Summary. The manuscript presents a cloud-native, end-to-end pipeline for automating segmentation and morphological clustering in histology whole slide images (WSIs) under a cluster-first labeling paradigm. WSIs are tiled and filtered, tissue components (cells, nuclei, and similar structures) are segmented via Cellpose-SAM, embeddings are extracted with a pretrained ResNet-50, dimensionality is reduced with UMAP, and objects are grouped with DBSCAN. A human then labels representative clusters rather than individual objects. The pipeline is evaluated on 3,696 tissue components across 13 tissue types from three species (human, rat, rabbit), reporting a weighted cluster-label alignment accuracy of 96.8% (with perfect agreement in 7 tissue types) obtained via per-tile Hungarian-algorithm matching. The pipeline, a companion labeling web application, and all evaluation code are released as open source.
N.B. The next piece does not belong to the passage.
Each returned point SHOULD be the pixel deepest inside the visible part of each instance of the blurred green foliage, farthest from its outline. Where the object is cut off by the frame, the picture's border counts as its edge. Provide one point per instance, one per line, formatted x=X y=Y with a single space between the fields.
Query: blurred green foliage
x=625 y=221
Significance. If the reported alignment holds under a global cluster-labeling regime, the work could reduce annotation effort in digital pathology by orders of magnitude, shifting the burden from labeling tens of thousands of individual objects to labeling a much smaller number of clusters. The open-source release of the full pipeline, web app, and reproducible evaluation code is a clear strength that supports adoption and extension. The significance is nevertheless conditional on whether the unsupervised clusters are morphologically consistent enough to receive a single, stable human label across their full extent.

major comments (1)

[Evaluation procedure] Evaluation procedure (abstract and results): The 96.8% weighted cluster-label alignment accuracy is obtained via per-tile Hungarian matching after DBSCAN on the pooled set of 3,696 components. Because a single cluster ID can contain morphologically similar objects drawn from different tissue types or species that carry distinct human labels, the per-tile optimal assignment permits the same cluster to be matched to different labels in different tiles. This metric therefore does not test the central cluster-first claim that a single human-assigned label to an entire cluster would be correct across the cluster's full extent.

minor comments (2)

[Methods] The exact tile-filtering criteria, the procedure used to select DBSCAN eps and min_samples (and UMAP n_neighbors, min_dist), and whether the 96.8% figure is a single run or an average are not stated, limiting reproducibility.
[Results] The abstract and results would benefit from a brief statement of the number of clusters produced and the distribution of cluster sizes, which directly affects the claimed reduction in annotation effort.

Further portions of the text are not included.